Leadership Libations

August 10, 2009

Sudoku and Business, More in Common Than You Think!

Filed under: Uncategorized — robjelinek @ 3:05 pm

All right. I’m ready to admit it. I am addicted to Sudoku’s. As I sat working on my Blog posting this week, the temptation of the Friday Sudoku is too much for my will. Don’t get me wrong, I can easily walk away from Sudoku’s on Monday, Tuesday, and even usually Wednesday. But, once Thursday and Friday’s roll around the Sudoku starts calling106599_f260 out to me. Calling my name!
Interesting news, presentations, and even the keyboard is set down for a pen and the puzzle.

(And yes I said pen, one should only put their “final answer” down when they are ready to deal with the consequences of a wrong answer.)

So, as I wrestled with the puzzle, I started to reflect on this obsession. Ok, also was wondering whether there wasn’t a blog post in this obsession.

When did it all begin – that is the easy part. I’ve taken flights around the globe, set foot on the ground in over 30 countries and more airports than I can imagine. I’ve flown with Delta, Northwest, United, American, US Air, Southwest, Cathay Pacific, Atalia, Aeroflot, Malaysia, Thai, Dragon, China (All Directions –Southern, Northern, Eastern, Southwest), Shanghai, and Singapore Airlines (the best) to name a few. But the obsession finds its roots in Omaha Nebraska. You see, when I was leading the division of a mid-cap company, there was a monthly ritual where  we traveled in for monthly financials. These financials usually occurred on Thursday and led to a late-Thursday/early-Friday departure from Omaha. The Omaha airport has a few redeeming traits, can’t really come up with them off the top of my head, but the beer is cold. But one thing you can count on in Omaha, be it spring, summer, winter, and fall are flight delays. Mix in a little brain damage from the meetings and a USA Today….and abracadabra you have a Sudoku addiction!

So, does this addiction do anything to make me a better leader? I like to think it does and here is why:

Abstract thinking vs. Linear Progression!

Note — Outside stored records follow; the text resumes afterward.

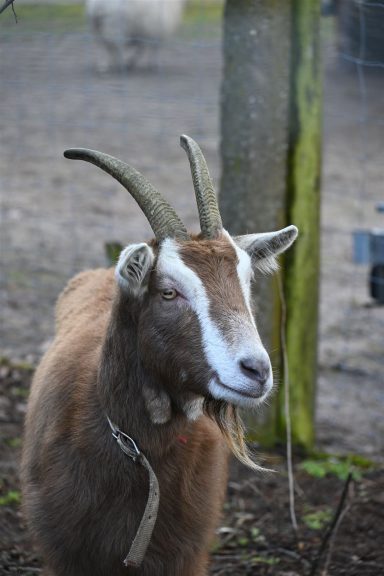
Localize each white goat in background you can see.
[86,0,186,71]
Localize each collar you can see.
[107,416,160,568]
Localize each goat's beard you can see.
[204,395,264,470]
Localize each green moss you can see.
[279,0,322,450]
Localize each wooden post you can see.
[220,0,321,448]
[219,0,291,444]
[279,0,322,449]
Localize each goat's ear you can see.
[234,226,298,273]
[115,243,155,296]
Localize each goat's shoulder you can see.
[56,268,115,333]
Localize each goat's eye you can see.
[161,288,177,300]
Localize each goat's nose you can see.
[239,356,271,386]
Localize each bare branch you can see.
[0,0,17,22]
[309,473,352,576]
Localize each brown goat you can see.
[22,136,297,576]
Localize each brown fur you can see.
[22,260,228,576]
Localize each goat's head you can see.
[65,136,297,428]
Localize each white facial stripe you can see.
[157,238,272,405]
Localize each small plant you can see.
[300,455,372,481]
[302,508,332,530]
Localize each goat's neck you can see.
[97,299,189,455]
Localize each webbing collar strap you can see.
[107,416,160,567]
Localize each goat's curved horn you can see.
[64,148,189,241]
[180,134,223,238]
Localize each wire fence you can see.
[0,0,384,454]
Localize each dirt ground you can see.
[0,4,384,576]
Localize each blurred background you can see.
[0,0,384,574]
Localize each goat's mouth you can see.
[209,374,267,407]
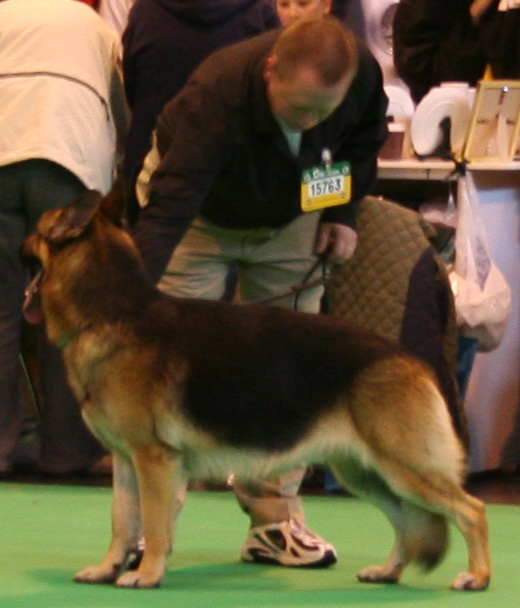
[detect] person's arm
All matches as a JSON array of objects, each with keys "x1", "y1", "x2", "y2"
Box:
[{"x1": 133, "y1": 84, "x2": 228, "y2": 281}]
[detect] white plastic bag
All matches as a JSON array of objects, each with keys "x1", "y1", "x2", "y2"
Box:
[{"x1": 450, "y1": 171, "x2": 511, "y2": 351}]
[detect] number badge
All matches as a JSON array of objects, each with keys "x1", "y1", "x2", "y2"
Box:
[{"x1": 301, "y1": 162, "x2": 352, "y2": 211}]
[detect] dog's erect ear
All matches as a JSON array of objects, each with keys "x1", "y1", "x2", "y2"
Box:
[{"x1": 47, "y1": 190, "x2": 101, "y2": 245}]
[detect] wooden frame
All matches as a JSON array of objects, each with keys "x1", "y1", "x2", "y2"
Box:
[{"x1": 463, "y1": 80, "x2": 520, "y2": 162}]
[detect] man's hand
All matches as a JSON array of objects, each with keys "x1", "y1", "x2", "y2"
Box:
[{"x1": 316, "y1": 222, "x2": 357, "y2": 264}]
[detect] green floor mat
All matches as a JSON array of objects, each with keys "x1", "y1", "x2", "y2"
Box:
[{"x1": 0, "y1": 483, "x2": 520, "y2": 608}]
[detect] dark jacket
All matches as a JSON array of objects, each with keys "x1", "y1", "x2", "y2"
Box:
[
  {"x1": 393, "y1": 0, "x2": 520, "y2": 102},
  {"x1": 123, "y1": 0, "x2": 280, "y2": 218},
  {"x1": 132, "y1": 30, "x2": 387, "y2": 280},
  {"x1": 393, "y1": 0, "x2": 486, "y2": 102}
]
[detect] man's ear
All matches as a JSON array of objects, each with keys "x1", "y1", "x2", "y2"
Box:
[{"x1": 263, "y1": 55, "x2": 278, "y2": 82}]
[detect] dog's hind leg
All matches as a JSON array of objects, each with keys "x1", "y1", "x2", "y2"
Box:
[
  {"x1": 376, "y1": 462, "x2": 491, "y2": 591},
  {"x1": 74, "y1": 453, "x2": 140, "y2": 583},
  {"x1": 116, "y1": 445, "x2": 185, "y2": 588},
  {"x1": 331, "y1": 458, "x2": 447, "y2": 583}
]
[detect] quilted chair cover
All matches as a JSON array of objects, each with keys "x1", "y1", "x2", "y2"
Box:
[{"x1": 327, "y1": 197, "x2": 468, "y2": 446}]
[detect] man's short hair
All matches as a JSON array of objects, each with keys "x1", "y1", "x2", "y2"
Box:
[{"x1": 271, "y1": 16, "x2": 358, "y2": 86}]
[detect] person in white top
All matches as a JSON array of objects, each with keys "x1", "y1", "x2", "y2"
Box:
[
  {"x1": 98, "y1": 0, "x2": 135, "y2": 36},
  {"x1": 0, "y1": 0, "x2": 127, "y2": 475}
]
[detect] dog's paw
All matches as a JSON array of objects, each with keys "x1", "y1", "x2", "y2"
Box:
[
  {"x1": 451, "y1": 572, "x2": 489, "y2": 591},
  {"x1": 74, "y1": 564, "x2": 121, "y2": 584},
  {"x1": 358, "y1": 566, "x2": 399, "y2": 583},
  {"x1": 116, "y1": 569, "x2": 163, "y2": 589}
]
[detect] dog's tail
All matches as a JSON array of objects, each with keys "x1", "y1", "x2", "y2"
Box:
[{"x1": 398, "y1": 501, "x2": 449, "y2": 571}]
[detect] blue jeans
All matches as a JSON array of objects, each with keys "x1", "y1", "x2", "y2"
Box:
[{"x1": 0, "y1": 159, "x2": 103, "y2": 473}]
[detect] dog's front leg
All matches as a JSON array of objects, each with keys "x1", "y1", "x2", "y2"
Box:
[
  {"x1": 74, "y1": 453, "x2": 141, "y2": 583},
  {"x1": 116, "y1": 445, "x2": 185, "y2": 588}
]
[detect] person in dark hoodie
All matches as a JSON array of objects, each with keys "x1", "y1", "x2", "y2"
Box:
[{"x1": 123, "y1": 0, "x2": 280, "y2": 223}]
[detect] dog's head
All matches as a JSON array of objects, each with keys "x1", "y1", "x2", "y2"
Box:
[{"x1": 21, "y1": 185, "x2": 152, "y2": 346}]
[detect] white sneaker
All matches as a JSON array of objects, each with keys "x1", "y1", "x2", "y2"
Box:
[{"x1": 240, "y1": 519, "x2": 337, "y2": 568}]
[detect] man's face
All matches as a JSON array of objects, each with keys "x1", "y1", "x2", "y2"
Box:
[
  {"x1": 276, "y1": 0, "x2": 331, "y2": 27},
  {"x1": 264, "y1": 56, "x2": 348, "y2": 131}
]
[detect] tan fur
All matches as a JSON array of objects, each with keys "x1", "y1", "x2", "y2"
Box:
[{"x1": 24, "y1": 191, "x2": 490, "y2": 590}]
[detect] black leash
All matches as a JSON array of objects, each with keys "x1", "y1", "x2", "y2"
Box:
[{"x1": 254, "y1": 254, "x2": 328, "y2": 310}]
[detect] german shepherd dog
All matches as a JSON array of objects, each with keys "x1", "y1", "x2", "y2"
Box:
[{"x1": 22, "y1": 192, "x2": 490, "y2": 590}]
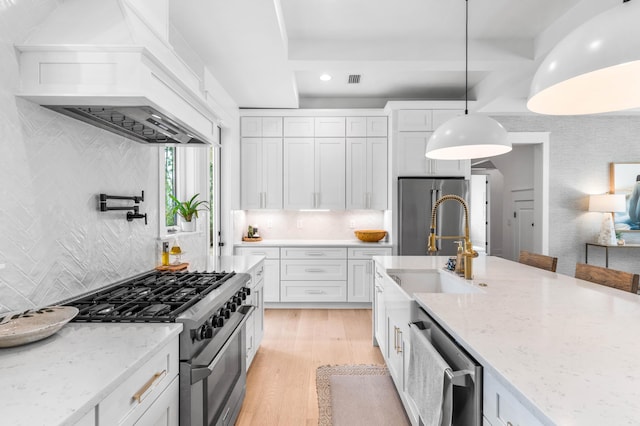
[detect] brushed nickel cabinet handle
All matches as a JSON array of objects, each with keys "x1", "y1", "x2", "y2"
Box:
[{"x1": 132, "y1": 370, "x2": 167, "y2": 404}]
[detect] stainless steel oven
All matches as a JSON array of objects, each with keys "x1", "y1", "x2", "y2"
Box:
[
  {"x1": 63, "y1": 271, "x2": 255, "y2": 426},
  {"x1": 180, "y1": 305, "x2": 255, "y2": 426}
]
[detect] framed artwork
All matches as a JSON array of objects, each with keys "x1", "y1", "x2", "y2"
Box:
[{"x1": 609, "y1": 163, "x2": 640, "y2": 232}]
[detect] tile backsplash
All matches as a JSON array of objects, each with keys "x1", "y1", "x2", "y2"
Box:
[{"x1": 234, "y1": 210, "x2": 385, "y2": 241}]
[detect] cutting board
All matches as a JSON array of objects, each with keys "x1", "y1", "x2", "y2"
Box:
[{"x1": 156, "y1": 263, "x2": 189, "y2": 272}]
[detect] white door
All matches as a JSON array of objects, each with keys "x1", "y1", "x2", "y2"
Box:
[
  {"x1": 284, "y1": 138, "x2": 316, "y2": 210},
  {"x1": 314, "y1": 138, "x2": 346, "y2": 210},
  {"x1": 512, "y1": 200, "x2": 535, "y2": 260}
]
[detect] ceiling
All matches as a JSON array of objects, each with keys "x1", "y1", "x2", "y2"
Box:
[{"x1": 170, "y1": 0, "x2": 621, "y2": 113}]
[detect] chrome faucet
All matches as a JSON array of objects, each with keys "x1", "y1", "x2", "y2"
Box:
[{"x1": 428, "y1": 195, "x2": 478, "y2": 280}]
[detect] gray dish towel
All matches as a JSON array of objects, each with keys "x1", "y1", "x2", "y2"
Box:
[{"x1": 407, "y1": 324, "x2": 451, "y2": 426}]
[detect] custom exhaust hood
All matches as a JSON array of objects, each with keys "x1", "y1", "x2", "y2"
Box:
[{"x1": 15, "y1": 0, "x2": 220, "y2": 145}]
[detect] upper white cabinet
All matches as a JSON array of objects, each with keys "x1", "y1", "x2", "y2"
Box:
[
  {"x1": 398, "y1": 109, "x2": 433, "y2": 132},
  {"x1": 347, "y1": 138, "x2": 387, "y2": 210},
  {"x1": 284, "y1": 117, "x2": 315, "y2": 137},
  {"x1": 284, "y1": 137, "x2": 345, "y2": 210},
  {"x1": 240, "y1": 117, "x2": 282, "y2": 209},
  {"x1": 346, "y1": 117, "x2": 387, "y2": 138},
  {"x1": 314, "y1": 117, "x2": 345, "y2": 138},
  {"x1": 240, "y1": 117, "x2": 282, "y2": 138},
  {"x1": 240, "y1": 138, "x2": 282, "y2": 209}
]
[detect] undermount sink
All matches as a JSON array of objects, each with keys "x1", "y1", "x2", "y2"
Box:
[{"x1": 389, "y1": 271, "x2": 483, "y2": 294}]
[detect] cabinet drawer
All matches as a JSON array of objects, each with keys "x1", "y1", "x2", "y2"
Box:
[
  {"x1": 280, "y1": 281, "x2": 347, "y2": 302},
  {"x1": 349, "y1": 247, "x2": 393, "y2": 259},
  {"x1": 236, "y1": 247, "x2": 280, "y2": 259},
  {"x1": 280, "y1": 259, "x2": 347, "y2": 281},
  {"x1": 281, "y1": 247, "x2": 347, "y2": 259},
  {"x1": 98, "y1": 337, "x2": 179, "y2": 425},
  {"x1": 482, "y1": 370, "x2": 542, "y2": 426}
]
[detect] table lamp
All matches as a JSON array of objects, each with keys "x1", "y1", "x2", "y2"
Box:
[{"x1": 589, "y1": 194, "x2": 626, "y2": 245}]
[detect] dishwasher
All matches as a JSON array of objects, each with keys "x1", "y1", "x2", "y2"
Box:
[{"x1": 409, "y1": 309, "x2": 482, "y2": 426}]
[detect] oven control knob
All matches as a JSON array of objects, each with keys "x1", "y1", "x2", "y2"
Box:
[
  {"x1": 211, "y1": 315, "x2": 224, "y2": 328},
  {"x1": 196, "y1": 324, "x2": 213, "y2": 340}
]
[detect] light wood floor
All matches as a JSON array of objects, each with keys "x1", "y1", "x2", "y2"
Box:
[{"x1": 236, "y1": 309, "x2": 384, "y2": 426}]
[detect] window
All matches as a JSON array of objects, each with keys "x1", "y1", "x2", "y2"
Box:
[{"x1": 164, "y1": 146, "x2": 177, "y2": 227}]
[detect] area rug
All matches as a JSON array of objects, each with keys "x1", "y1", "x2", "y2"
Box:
[{"x1": 316, "y1": 365, "x2": 410, "y2": 426}]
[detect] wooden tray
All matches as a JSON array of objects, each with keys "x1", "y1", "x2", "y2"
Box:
[{"x1": 156, "y1": 263, "x2": 189, "y2": 272}]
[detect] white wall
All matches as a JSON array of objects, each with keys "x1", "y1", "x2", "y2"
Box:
[{"x1": 492, "y1": 115, "x2": 640, "y2": 275}]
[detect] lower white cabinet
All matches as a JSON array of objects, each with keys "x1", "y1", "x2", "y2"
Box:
[
  {"x1": 482, "y1": 369, "x2": 543, "y2": 426},
  {"x1": 97, "y1": 336, "x2": 179, "y2": 426},
  {"x1": 245, "y1": 261, "x2": 265, "y2": 370},
  {"x1": 347, "y1": 247, "x2": 392, "y2": 303},
  {"x1": 235, "y1": 247, "x2": 280, "y2": 302}
]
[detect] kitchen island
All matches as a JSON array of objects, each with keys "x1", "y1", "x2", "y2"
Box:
[{"x1": 374, "y1": 256, "x2": 640, "y2": 425}]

You can do the early week Sudoku’s using a very linear approach. But as the end of the week arrives, straight line strategies will leave you frustrated. Instead of using the brute force method, to solve these you have to let the puzzle develop. You have to be willing to set aside one set of numbers and explore in a different arena. Dead ends aren’t always dead – problems aren’t unsolvable – you just need to look at it differently and stop trying to force a solution.

Sudoku’s are lost just like sales are lost!

By the time you realize that you have made a mistake and “lost” the battle with the puzzle it is too late. You rarely see the mistake you made within putting another number or two into the puzzle. If you do, you can often salvage the problem. No, with tough Sudoku’s by the time you realize there is an issue the puzzle is too far gone. I would tell you that this parallel’s a sale. You almost never lose the sale when the NO comes down. In fact, you lost it somewhere along the way. A wrong step, not hearing a need, misunderstanding the value of your product and service, or missing a critical player in the decision process, like Sudoku’s if you’re lucky you might see the error near when it happens. If not, the foundation for the loss was laid a long time ago.

Post-Mortem’s when we fail!

On the rare occasion (Slight attempt at humor) that I am unable to successfully complete a Sudoku, the first thing I do is figure out where I went wrong. What assumption did I make? What did I think I saw? What leap of faith did I make? Of course the 2nd thing I do is scribble the whole page up in anger, but not until I have reviewed. In business, we need to make sure we do the same thing. Somewhere our proposition didn’t meet the need of our target. It’s rarely what we hear when we lose the business, but some mis-match earlier in the decision process.

Post-Mortem’s when we succeed!

Sudoku’s have patterns. Thursday’s in the USA Today have some flows and patterns that are different than Fridays. Local papers have their own little nuances. When I travel, I love to pick up those papers and learn new patterns as there might be reapplication in other puzzles. This is true in business. We often do post-mortems on why someone didn’t buy our proposition. I would suggest that you can learn as much from someone who does buy your proposition. Why did they buy you, your company, and your product or service? If you know that, think of the application to other potential customers who might have similar needs. We usually High-Five the deal, but do we understand – truly understand – why the deal was done!

In case you wondering, the Sudoku was a success. Finished in just under 30 minutes over lunch. The 2’s and 9’s were rare, but if you were patient they came too you.


Today’s puzzle Learning – Patience truly is a virtue, let it come to you!



  1. Good post…I especially liked the “lost sale” parallel. It highlights that the post-mortem process for lost sales is pretty important. Of course, it takes a lot of insight and objectivity to find the misstep in a sales presentation or relationship, but the best seem to do it. Nice insight, Rob.

    Comment by LDM — August 14, 2009 @ 8:41 am | Reply

  2. Interesting ideas and good reading. Sudoku is certainly a fine game to exercise your brain. Best regards.